Allons bon! Un shrapnel à présent! Mais avant d'entendre son éclatement dans l'air, je l'ai reconnu au bruit de son vol, qui diffère de celui des obus. Pointé trop à droite, ce premier coup, et la mitraille va tomber à vingt ou trente mètres, sur les petits tertres blancs. Mais nous sommes repérés, c'est certain, et ce sont les microphones. Cela va continuer, et il n'y a d'abri nulle part, pas une tranchée, pas un trou.
--«Baissez-vous, commandant, baissez-vous», me crie de loin Osman, qui en voit venir un second vers moi, tandis que mon attention est encore aux tombes.--Me baisser, pour quoi faire? C'est bon pour les obus. Mais pour les shrapnels, qui tombent d'en haut! Non, ce sont nos casques d'acier qu'il aurait fallu, mais étourdiment, ne nous méfiant pas, nous les avons laissés dans l'auto avec nos masques. Nous sauver, c'est tout ce qui nous reste à faire. Il accourt vers moi, avec sa bêche et sa deuxième petite bouteille. Et je lui crie: «Non, non, trop tard, sauve-toi!»--Ah! mon Dieu, et l'auto qui n'est pas tournée! Mais c'était élémentaire, en arrivant j'aurais dû commencer par là. Série noire des étourderies, aujourd'hui; où donc ai-je la tête. C'est qu'aussi elle avait été si calme, notre entrée dans ce cimetière! Et je crie aux deux chauffeurs qui photographiaient encore: «Mais laissez tout, laissez! Allez vite tourner l'auto! Pas trop vite tout de même, non, pour ne pas faire trop de bruit! Mais allez! courez!» Osman a profité de la diversion avec les chauffeurs pour commencer de creuser près de moi: «Non, laisse ça, je te dis; tu vois bien qu'ils continuent; cours te mettre derrière un arbre de la route!--Mais ça y est, commandant, c'est fait. Du temps que l'auto va tourner, c'est fini!» Dans le fond, j'aime mieux qu'il me désobéisse un peu, et que cela se fasse. Jamais trou ne fut si prestement creusé, ni bouteille plus lestement enfouie; après quoi, il ramène la terre, saute dessus pour l'aplatir, et jette sa bêche de fossoyeur. Alors nous partons au pas de course, sur les tertres de nos morts, intérieurement leur demandant de nous pardonner. Rien de si ridicule, rien qui ait l'air plus bête que de courir sous le feu. Mais je ne suis pas seul; j'ai charge d'âmes avec ces soldats, et je serais criminel en retardant, ne fût-ce que d'une seconde, leur fuite à tous.
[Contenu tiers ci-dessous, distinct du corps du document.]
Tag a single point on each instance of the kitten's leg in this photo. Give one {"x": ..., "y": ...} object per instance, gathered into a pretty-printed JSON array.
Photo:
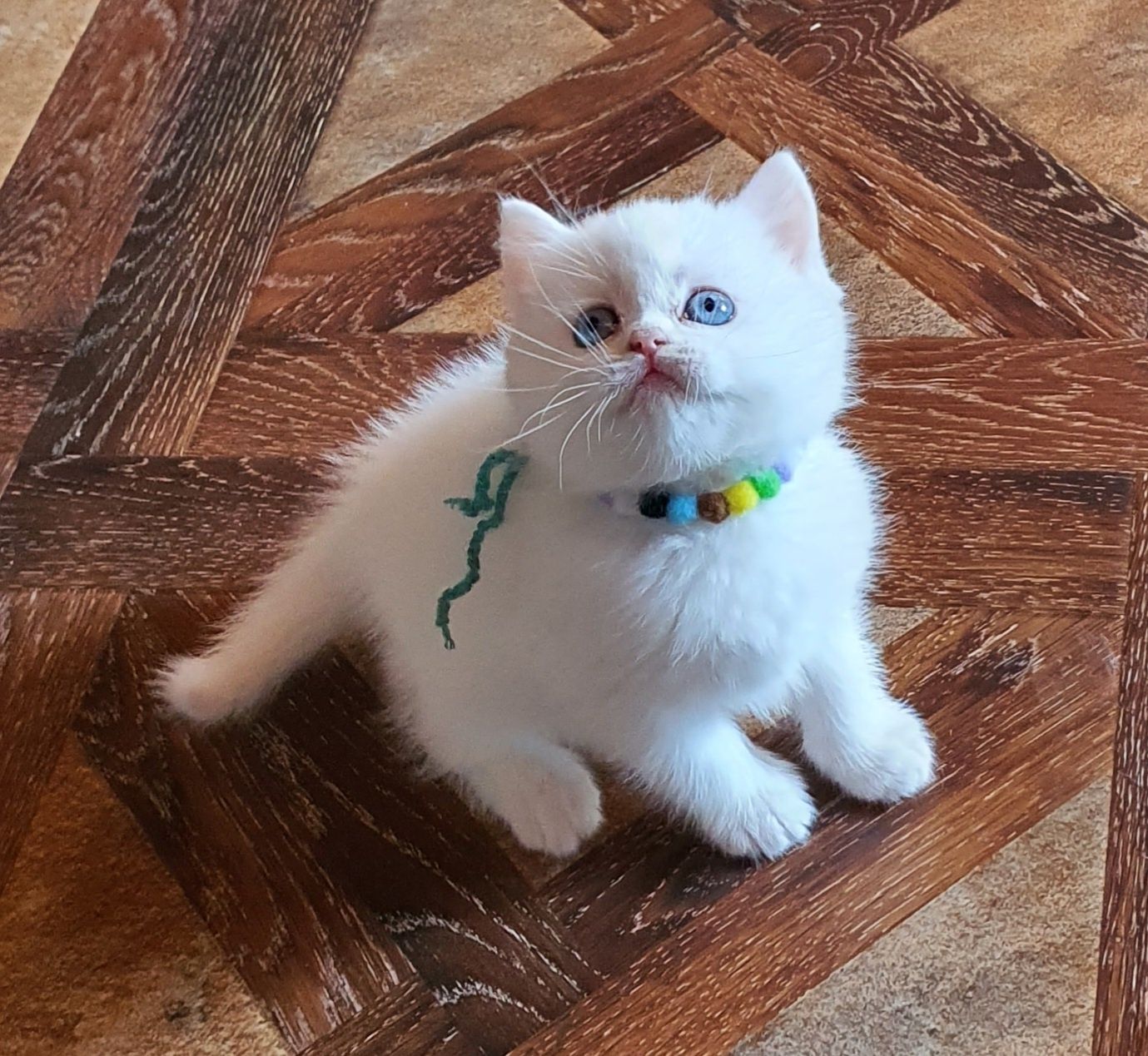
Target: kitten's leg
[
  {"x": 856, "y": 732},
  {"x": 301, "y": 605},
  {"x": 542, "y": 791},
  {"x": 747, "y": 801}
]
Les shrapnels éclatent toujours, semant autour de nous leur grêle. Et comme c'est étrange, les raffinements de la guerre moderne, cette Mort qui nous cherche ainsi du fond de l'invisible, du fond des ouates blanches de l'horizon, lancée sur nous par des gens que nous ne voyons pas et qui ne nous voient pas davantage, lancée à l'aveuglette, mais sûre quand même de nous atteindre!
Nous arrivons à l'auto juste comme elle a fini de tourner, sautons dedans, et en route à toute vitesse, ouvrant tout. Devant les tranchées habitées, nous repassons en ouragan; les têtes cette fois se soulèvent à peine, à cause de l'arrosage. Ils sont à l'abri, eux, mais pas encore nous, qui n'avons que notre vitesse pour nous sauver.